La riposte au VIH dans la région EECA repose largement sur la participation active et le leadership des organisations de la société civile (OSC) et des communautés affectées. Selon les commentaires, certains partenaires du Fonds mondial ont rencontré des difficultés dans leur engagement à promouvoir des programmes de prévention et de traitement du VIH durables dans la région. Les bureaux pays de l’Organisation mondiale de la santé (OMS) dans la région ont eu du mal à prioriser les programmes de prévention et de traitement du VIH en raison de capacités limitées et de priorités concurrentes au niveau des bureaux pays.

                        

En outre, la présence de l’ONUSIDA dans les pays de l’EECA est limitée et sa voix en faveur d’une riposte durable au VIH est faible.

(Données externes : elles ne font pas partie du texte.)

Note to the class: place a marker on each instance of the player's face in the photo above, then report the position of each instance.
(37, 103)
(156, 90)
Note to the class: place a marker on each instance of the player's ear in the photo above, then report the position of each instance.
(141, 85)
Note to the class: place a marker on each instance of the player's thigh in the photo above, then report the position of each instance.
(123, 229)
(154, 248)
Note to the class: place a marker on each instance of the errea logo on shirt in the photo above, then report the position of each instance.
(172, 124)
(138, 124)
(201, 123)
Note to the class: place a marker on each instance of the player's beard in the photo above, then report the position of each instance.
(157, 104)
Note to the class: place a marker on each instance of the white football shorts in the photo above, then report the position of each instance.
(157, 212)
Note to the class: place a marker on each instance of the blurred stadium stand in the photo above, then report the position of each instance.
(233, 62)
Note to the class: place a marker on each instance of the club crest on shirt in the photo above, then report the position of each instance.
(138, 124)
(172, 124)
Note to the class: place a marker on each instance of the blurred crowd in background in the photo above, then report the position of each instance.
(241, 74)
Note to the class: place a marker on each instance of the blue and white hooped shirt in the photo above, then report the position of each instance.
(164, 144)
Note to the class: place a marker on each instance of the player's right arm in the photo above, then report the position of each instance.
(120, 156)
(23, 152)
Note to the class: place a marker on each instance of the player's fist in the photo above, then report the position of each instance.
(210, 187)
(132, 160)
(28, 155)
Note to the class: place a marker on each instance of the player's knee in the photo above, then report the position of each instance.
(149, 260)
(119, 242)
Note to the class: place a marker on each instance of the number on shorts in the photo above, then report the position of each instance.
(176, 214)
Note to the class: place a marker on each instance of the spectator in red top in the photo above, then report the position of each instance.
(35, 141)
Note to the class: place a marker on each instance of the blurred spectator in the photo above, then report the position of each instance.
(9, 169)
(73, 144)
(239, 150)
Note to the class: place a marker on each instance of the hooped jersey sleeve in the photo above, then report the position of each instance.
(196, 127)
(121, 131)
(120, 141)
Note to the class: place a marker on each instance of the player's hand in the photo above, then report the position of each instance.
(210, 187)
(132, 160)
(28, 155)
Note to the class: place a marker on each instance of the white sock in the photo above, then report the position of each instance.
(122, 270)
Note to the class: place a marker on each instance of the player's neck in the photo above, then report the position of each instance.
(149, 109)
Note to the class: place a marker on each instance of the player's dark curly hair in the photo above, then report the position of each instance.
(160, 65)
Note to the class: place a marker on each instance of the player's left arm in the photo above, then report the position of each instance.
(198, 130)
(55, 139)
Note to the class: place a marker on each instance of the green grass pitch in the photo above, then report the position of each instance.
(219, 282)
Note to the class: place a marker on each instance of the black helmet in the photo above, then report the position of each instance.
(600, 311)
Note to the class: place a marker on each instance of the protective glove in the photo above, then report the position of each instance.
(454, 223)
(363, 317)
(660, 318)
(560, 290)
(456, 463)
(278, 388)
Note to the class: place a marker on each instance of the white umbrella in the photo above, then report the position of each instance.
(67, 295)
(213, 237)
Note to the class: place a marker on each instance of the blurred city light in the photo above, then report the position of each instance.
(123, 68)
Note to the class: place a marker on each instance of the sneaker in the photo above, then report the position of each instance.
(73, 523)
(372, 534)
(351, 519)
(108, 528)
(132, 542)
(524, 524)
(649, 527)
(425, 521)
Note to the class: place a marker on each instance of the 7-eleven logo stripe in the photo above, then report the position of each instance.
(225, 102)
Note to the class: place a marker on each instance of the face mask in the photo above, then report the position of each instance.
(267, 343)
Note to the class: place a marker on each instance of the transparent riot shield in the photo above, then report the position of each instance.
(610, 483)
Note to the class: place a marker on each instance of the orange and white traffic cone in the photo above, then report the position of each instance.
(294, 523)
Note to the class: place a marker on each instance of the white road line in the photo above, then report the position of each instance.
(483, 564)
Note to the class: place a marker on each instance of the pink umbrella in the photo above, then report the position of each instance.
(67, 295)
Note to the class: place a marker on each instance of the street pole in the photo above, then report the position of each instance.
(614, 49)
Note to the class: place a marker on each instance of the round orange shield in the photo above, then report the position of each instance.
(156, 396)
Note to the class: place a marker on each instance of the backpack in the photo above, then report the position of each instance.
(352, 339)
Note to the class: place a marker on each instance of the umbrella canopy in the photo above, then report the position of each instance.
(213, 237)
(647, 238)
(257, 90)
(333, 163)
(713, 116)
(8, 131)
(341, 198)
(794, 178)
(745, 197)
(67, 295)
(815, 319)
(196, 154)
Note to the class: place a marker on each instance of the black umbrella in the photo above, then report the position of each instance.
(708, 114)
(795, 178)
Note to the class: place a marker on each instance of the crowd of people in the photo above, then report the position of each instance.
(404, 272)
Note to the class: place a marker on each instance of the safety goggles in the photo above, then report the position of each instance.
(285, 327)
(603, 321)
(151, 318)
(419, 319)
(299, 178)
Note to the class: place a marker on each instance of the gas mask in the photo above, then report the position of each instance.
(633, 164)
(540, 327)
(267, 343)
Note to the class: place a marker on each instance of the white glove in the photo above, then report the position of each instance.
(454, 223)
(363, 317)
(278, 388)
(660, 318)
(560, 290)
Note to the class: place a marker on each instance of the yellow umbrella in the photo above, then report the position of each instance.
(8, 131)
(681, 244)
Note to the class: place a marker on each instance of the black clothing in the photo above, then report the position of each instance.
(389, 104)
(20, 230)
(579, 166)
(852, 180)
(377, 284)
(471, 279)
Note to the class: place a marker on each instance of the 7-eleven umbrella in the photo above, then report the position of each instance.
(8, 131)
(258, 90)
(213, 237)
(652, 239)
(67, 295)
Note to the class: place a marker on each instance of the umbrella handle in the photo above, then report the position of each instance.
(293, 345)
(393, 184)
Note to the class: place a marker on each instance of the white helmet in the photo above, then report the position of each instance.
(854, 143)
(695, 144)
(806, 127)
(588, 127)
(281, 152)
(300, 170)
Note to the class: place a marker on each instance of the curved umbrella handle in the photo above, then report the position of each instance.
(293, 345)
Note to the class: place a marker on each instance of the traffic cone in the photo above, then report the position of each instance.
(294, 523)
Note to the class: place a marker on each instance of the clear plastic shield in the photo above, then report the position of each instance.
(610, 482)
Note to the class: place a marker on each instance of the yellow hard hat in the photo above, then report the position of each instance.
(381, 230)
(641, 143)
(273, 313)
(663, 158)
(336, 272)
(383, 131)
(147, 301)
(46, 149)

Ce défaut de soutien de la part des organisations internationales a fait peser un lourd fardeau sur les OSC et les communautés qui sont déjà confrontées à des défis importants, dont la perception de certains d’entre eux comme des agents gouvernementaux étrangers dans certains pays.

 

En conclusion, il existe un besoin manifeste de financement continu pour assurer la viabilité et le plaidoyer en matière de lutte contre le VIH dans les pays de l’EECA. Les gouvernements, les organisations internationales et les bailleurs de fonds doivent prioriser le financement des programmes de prévention et de traitement du VIH, des programmes de réduction des méfaits, des campagnes de plaidoyer et la recherche pour lutter contre l’épidémie de VIH dans les pays de l’EECA. Les communautés, les organisations et les groupes de la société civile affectés doivent pouvoir s’exprimer dans le processus de prise de décision. Des efforts doivent également être déployés pour réduire la stigmatisation et la discrimination auxquelles sont confrontées les PVVIH. En investissant dans ces domaines essentiels, nous pouvons envisager un avenir où le VIH/sida ne sera plus une menace pour la vie et le bien-être des habitants de la région.